Stoke Therapeutics, a biotechnology company pioneering a new way to treat the underlying cause of genetic diseases by precisely upregulating protein expression, today announced that the U.S. Food and Drug Administration (FDA) has granted orphan drug designation to its lead product candidate, STK-001, an investigational new treatment for Dravet syndrome.

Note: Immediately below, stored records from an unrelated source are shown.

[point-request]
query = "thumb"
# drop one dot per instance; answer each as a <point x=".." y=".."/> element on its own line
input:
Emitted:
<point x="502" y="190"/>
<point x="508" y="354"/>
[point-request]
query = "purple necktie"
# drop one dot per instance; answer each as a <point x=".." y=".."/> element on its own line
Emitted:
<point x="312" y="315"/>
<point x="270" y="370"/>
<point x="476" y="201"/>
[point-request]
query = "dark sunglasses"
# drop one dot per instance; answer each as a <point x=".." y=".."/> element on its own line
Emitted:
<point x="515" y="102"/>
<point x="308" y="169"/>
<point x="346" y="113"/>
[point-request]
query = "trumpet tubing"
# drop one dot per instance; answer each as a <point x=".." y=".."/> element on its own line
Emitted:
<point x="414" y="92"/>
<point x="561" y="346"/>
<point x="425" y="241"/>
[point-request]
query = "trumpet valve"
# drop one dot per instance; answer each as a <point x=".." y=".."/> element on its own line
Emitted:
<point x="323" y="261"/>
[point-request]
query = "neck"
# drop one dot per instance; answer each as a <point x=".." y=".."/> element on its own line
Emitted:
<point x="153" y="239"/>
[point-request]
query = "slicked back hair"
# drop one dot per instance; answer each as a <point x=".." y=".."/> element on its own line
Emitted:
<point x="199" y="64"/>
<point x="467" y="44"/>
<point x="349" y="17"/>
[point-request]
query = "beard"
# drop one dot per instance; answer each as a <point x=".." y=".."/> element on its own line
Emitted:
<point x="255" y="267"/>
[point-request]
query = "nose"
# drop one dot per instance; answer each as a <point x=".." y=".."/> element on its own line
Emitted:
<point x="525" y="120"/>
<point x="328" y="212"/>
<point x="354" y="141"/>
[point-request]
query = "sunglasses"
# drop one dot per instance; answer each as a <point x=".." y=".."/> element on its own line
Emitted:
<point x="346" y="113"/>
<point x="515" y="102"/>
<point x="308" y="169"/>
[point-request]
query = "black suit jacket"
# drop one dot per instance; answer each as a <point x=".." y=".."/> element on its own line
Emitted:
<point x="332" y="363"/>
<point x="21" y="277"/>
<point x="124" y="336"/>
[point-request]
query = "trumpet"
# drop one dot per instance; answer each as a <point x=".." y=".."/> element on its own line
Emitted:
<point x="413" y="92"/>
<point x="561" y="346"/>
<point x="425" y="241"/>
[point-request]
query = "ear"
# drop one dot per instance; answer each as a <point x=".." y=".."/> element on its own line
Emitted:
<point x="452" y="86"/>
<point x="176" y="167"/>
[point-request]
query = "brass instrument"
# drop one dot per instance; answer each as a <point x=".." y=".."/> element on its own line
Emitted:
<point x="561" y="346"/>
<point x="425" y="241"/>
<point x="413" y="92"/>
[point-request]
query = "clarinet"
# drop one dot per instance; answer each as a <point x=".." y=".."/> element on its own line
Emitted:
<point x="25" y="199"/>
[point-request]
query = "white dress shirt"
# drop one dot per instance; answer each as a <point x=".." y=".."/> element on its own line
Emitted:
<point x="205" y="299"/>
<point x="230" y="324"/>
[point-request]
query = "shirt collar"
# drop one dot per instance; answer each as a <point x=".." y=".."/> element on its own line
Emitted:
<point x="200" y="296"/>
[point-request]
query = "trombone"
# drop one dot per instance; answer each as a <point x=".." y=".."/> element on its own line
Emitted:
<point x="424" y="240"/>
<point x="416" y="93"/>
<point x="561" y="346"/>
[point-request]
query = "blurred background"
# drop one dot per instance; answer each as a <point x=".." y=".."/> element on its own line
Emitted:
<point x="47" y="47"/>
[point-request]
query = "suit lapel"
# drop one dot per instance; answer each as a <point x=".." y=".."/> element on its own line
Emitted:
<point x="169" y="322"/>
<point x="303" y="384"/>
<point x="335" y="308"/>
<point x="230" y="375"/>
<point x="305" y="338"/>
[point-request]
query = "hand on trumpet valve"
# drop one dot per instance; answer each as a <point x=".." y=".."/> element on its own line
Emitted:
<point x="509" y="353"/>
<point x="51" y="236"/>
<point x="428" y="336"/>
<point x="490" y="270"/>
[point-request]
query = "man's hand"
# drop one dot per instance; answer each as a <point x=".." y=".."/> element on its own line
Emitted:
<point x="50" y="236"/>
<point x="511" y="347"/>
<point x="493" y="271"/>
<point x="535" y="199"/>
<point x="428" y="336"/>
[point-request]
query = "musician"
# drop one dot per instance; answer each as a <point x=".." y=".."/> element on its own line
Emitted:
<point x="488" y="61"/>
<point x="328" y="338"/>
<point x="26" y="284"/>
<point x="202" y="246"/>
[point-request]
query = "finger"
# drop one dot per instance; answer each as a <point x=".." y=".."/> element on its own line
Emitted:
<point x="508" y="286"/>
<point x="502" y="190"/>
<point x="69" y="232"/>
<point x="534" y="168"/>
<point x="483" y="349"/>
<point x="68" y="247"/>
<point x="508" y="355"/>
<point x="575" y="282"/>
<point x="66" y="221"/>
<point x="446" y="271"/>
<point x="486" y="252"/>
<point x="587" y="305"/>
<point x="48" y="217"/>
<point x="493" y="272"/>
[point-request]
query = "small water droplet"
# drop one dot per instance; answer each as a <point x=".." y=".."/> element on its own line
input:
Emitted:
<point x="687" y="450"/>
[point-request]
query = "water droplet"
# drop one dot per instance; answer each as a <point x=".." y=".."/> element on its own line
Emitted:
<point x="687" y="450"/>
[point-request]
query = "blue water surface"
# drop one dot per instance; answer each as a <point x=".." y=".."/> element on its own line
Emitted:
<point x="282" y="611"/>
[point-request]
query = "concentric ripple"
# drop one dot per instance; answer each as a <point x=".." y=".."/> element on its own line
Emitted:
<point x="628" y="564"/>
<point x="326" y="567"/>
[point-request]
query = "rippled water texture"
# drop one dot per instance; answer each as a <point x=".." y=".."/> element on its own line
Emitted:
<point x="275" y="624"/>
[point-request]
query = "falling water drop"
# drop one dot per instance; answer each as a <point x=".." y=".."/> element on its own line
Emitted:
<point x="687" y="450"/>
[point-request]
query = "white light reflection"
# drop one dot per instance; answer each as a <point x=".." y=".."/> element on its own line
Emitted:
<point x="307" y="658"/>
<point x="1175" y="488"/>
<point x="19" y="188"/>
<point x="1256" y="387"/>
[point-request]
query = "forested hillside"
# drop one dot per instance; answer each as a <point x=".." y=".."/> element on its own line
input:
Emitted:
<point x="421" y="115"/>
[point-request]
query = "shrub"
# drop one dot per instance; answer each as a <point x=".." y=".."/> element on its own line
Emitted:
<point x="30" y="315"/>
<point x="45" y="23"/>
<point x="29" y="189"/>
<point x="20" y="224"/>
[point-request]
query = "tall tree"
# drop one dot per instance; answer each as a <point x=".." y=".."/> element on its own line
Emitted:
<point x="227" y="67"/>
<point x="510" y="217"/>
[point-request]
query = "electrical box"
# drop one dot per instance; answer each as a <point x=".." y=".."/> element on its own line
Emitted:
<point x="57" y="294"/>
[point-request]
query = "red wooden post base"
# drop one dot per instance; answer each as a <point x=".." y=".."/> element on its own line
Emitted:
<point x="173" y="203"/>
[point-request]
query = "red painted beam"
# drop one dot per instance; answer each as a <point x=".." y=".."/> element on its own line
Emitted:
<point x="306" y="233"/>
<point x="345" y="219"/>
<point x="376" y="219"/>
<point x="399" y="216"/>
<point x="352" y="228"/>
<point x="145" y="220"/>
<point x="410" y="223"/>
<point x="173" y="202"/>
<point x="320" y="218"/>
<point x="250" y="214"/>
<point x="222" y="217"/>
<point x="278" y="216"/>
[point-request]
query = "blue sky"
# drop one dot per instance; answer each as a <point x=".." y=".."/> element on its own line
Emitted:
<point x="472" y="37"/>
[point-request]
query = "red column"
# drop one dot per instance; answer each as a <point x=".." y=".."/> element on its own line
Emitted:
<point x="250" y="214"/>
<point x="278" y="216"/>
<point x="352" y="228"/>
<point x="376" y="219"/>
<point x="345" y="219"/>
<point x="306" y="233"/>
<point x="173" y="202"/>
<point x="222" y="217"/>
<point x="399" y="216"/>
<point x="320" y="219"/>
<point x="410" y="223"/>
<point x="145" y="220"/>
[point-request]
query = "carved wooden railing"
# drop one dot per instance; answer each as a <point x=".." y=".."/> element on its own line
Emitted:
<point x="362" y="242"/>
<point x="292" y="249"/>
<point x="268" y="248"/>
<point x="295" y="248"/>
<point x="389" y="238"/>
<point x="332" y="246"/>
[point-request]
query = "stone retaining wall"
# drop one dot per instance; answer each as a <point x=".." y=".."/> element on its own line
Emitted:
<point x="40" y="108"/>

Dravet syndrome is a severe and progressive genetic epilepsy, characterized by frequent, prolonged and refractory seizures beginning within the first year of life. The effects of the disease go beyond seizures and often include cognitive regression or developmental stagnation, ataxia, speech impairment and sleep disturbances. Compared with the general epilepsy population, people living with Dravet syndrome have a higher risk of sudden unexpected death in epilepsy, or SUDEP. Approximately 85% of Dravet syndrome cases are caused by spontaneous, heterozygous loss of function mutations in the SCN1A gene. This gene encodes the voltage-gated sodium channel type 1 alpha subunit (NaV1.1). Currently available treatments do not address this mutation, the underlying cause of Dravet syndrome.
“The need for a medicine that will treat the underlying cause of Dravet syndrome is clear to anyone who has seen the devastating effects of the disease, and the significant impact it has on patients and their families,” said Barry S. Ticho, M.D., Chief Medical Officer of Stoke Therapeutics. “Our goal with STK-001 is to slow or even stop disease progression by treating the underlying cause of Dravet syndrome. STK-001 is designed to selectively upregulate one allele of the SCN1A gene to restore the protein expression to near-normal levels. We are on track to submit our investigational new drug application for STK-001 to the FDA in early 2020 and to begin a Phase 1/2 clinical study in the first half of the year.”
The FDA’s Office of Orphan Drug Products grants orphan status to support the development of medicines for safe and effective treatment, diagnosis or prevention of rare diseases or disorders that affect fewer than 200,000 people in the United States. Orphan drug designation entitles recipients to various development incentives, including tax credits for qualified clinical testing, an exemption from FDA application fees, and a seven-year period of marketing exclusivity in the United States, if the drug is approved.